Lawyers' Committee president Kristen Clarke announced that the suit “seeks to hold accountable those responsible for vandalising and terrorising a historic Black church because of its support for racial justice.”

“This attack is a new chapter in a long and despicable history of mob violence targeting Black houses of worship,” she announced on social media. “We want to make clear to the Proud Boys and other extremists who dare to assault our institutions, our humanity and our dignity, that we will stand up and hold them accountable. Attacks on Black churches have no place in society today.”

Washington DC police are investigating the "destruction of property offense" as a hate crime with aid from the FBI.

US Attorney Michael Sherwin said in a statement on  that the fires were meant to “terrorize Black people, violated DC law and were hate crimes.”

“They harmed people of colour, and every person who lives and works in our city who believes in fairness, justice and racial equity,” he said.

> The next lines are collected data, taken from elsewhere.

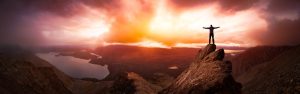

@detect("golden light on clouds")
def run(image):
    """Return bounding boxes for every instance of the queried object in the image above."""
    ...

[34,0,268,47]
[148,1,267,46]
[37,4,113,46]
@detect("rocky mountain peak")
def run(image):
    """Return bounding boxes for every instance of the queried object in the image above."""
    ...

[196,44,216,60]
[160,44,241,94]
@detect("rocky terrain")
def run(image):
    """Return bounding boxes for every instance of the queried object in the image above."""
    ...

[110,72,163,94]
[107,44,241,94]
[237,45,300,94]
[0,46,73,94]
[0,46,112,94]
[2,44,240,94]
[1,44,299,94]
[160,44,241,94]
[230,46,291,77]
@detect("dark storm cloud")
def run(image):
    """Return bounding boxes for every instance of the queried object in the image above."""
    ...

[256,0,300,46]
[169,0,213,8]
[0,0,45,46]
[259,17,300,45]
[218,0,259,12]
[81,0,119,9]
[169,0,259,12]
[267,0,300,14]
[0,0,117,16]
[0,0,118,46]
[0,0,76,17]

Mr Tarrio told The Washington Post last month that he would not admit to committing a hate crime because he believes the Black Lives Matter movement "has terrorized the citizens of this country.”

Four churches were vandalised during demonstrations in Washington on 12 December. In a New Year’s Eve letter police requesting increased police presence ahead of planned protests in Washington this week, Asbury’s senior pastor Rev Ianther Mills reported that a second banner was stolen from the church "sometime over Christmas weekend.”

The lawsuit filed on Monday includes several pages of social media messages coordinating plans for demonstrations and violence on 12 December, including calls to stock up on guns and ammunition and “keep our enemies awake.”

“In countless messages transmitted over social media platforms and messaging services, Defendants and their co-conspirators promised that there would be violence in their wake, and, as the events [of 12 December] demonstrate, they made good on their promises,” according to the lawsuit.

The church and plaintiffs seek “compensatory, punitive, and injunctive relief, and aims, with this action, to ensure that nothing like this will happen again at the hands of Defendants, their affiliates, agents and co-conspirators – not to Metropolitan AME, and not to the thousands of other people and organizations that find themselves targeted for violence by the Proud Boys.”